Qualidade afetada por problemas climáticos, quebra na produção e dificuldades de comercialização fizeram parte da rotina dos triticultores em 2009. Apesar da interferência do governo que destinou cerca de R$ 200 milhões para a compra do produto por meio de Prêmio de Escoamento da Produção (PEP), os produtores ainda se queixam quando optam pela venda direta e não encontram comprador.
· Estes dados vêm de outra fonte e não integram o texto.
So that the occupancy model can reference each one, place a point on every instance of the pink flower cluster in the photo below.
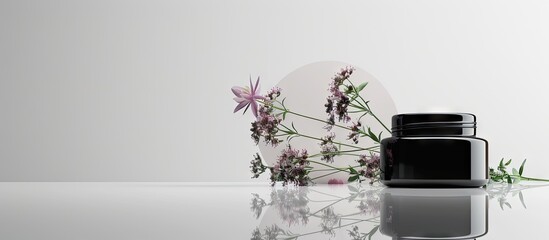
(291, 167)
(371, 166)
(338, 101)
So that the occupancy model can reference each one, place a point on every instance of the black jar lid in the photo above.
(428, 124)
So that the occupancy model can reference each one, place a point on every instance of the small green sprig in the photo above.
(502, 175)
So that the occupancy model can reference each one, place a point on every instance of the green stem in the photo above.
(531, 179)
(328, 174)
(368, 107)
(346, 151)
(344, 169)
(308, 117)
(337, 143)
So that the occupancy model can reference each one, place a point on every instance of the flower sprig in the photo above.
(344, 99)
(502, 174)
(294, 167)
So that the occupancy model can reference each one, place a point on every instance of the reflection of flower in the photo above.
(338, 101)
(329, 220)
(257, 205)
(328, 149)
(257, 166)
(269, 233)
(291, 167)
(292, 205)
(246, 97)
(371, 166)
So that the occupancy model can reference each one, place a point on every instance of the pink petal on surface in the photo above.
(240, 106)
(239, 99)
(254, 108)
(335, 181)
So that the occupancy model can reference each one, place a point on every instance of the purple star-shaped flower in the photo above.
(246, 97)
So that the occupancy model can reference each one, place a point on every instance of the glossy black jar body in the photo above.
(434, 150)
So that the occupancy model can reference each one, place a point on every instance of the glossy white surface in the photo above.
(233, 211)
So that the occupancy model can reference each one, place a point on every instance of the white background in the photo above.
(140, 90)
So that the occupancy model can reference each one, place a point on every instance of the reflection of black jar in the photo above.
(434, 213)
(434, 150)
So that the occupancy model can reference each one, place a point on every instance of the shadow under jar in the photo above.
(434, 150)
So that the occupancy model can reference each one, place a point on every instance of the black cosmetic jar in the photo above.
(434, 150)
(434, 213)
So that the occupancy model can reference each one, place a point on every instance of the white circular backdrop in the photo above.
(306, 90)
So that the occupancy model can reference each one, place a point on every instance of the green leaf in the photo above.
(353, 178)
(352, 188)
(372, 135)
(379, 136)
(294, 127)
(521, 169)
(522, 199)
(361, 86)
(372, 232)
(352, 170)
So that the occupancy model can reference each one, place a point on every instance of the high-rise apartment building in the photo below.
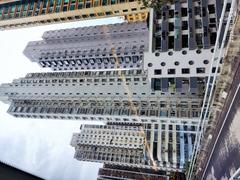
(18, 13)
(110, 96)
(181, 41)
(110, 171)
(160, 146)
(115, 46)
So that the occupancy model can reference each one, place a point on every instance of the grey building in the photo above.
(115, 46)
(110, 96)
(112, 172)
(182, 39)
(158, 146)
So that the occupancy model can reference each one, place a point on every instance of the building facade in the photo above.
(122, 96)
(114, 46)
(110, 171)
(15, 13)
(182, 39)
(158, 146)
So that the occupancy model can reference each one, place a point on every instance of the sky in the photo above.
(40, 147)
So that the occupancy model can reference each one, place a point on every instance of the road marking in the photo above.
(220, 131)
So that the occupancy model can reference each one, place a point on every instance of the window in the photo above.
(171, 71)
(200, 70)
(157, 71)
(185, 71)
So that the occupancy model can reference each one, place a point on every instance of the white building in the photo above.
(114, 46)
(110, 96)
(153, 146)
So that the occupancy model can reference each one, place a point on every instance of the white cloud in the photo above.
(41, 147)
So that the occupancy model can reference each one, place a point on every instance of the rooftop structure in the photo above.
(114, 46)
(15, 13)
De acordo com Flávio Turra, gerente técnico da Organização das Cooperativas do Paraná (Ocepar), a venda direta está completamente paralisada. A indústria, segundo ele, tem preferido comprar trigo pelos leilões do PEP já que o valor de mercado está abaixo do preço mínimo e o produtor quer a garantia desse valor. ''Apesar de ter promovido os leilões, os volumes anunciados não têm sido suficientes para atender a expectativa do setor'', afirma. Segundo ele, nos últimos seis leilões foram compradas pouco mais de 1,2 mil toneladas. ''O Paraná ofertou 810 mil toneladas, mas foram compradas 680 mil'', informa.
A interferência do governo ainda hoje é a alternativa para a movimentação do mercado do trigo. Tanto que neste ano houve intensa mobilização dos produtores, reivindicando a utilização de mecanismos como PEP e Aquisições do Governo Federal (AGFs) para enfrentar as dificuldades de comercialização.
Dentro da programação do PEP, ainda serão realizados mais seis leilões. Como parte do repasse será feito no ano que vem, os recursos virão do novo orçamento, o que, para o técnico, é um ponto positivo. Outro ganho é a mudança na remuneração. ''O governo agora está pagando de acordo com a classificação. O tipo para panificação ou superior tem recebido R$ 137,00 a saca, enquanto o brando vale R$ 94,00 a saca'', diz.
Para Turra, o produtor neste momento não tem alternativa. Em primeiro lugar, orienta, deve reivindicar junto ao governo outras modalidades de comercialização, como as AGFs. Também pode ampliar a participação no mercado, ofercendo a mercadoria nos leilões do PEP. ''Isso vai exigir dele a contratação de um corretor e um lote mínimo de 27 toneladas ou 450 sacas do produto'', afirma.
No Paraná, o Departamento de Economia Rural (Deral) da Secretaria de Agricultura e Abastecimento (Seab) registra que na semana passada o trigo era comercializado por R$ 24,57, média dos 20 núcleos regionais onde são feitos os levantamentos. Na semana anterior, o produto valia R$ 25,13, o que representou queda de 2,24%.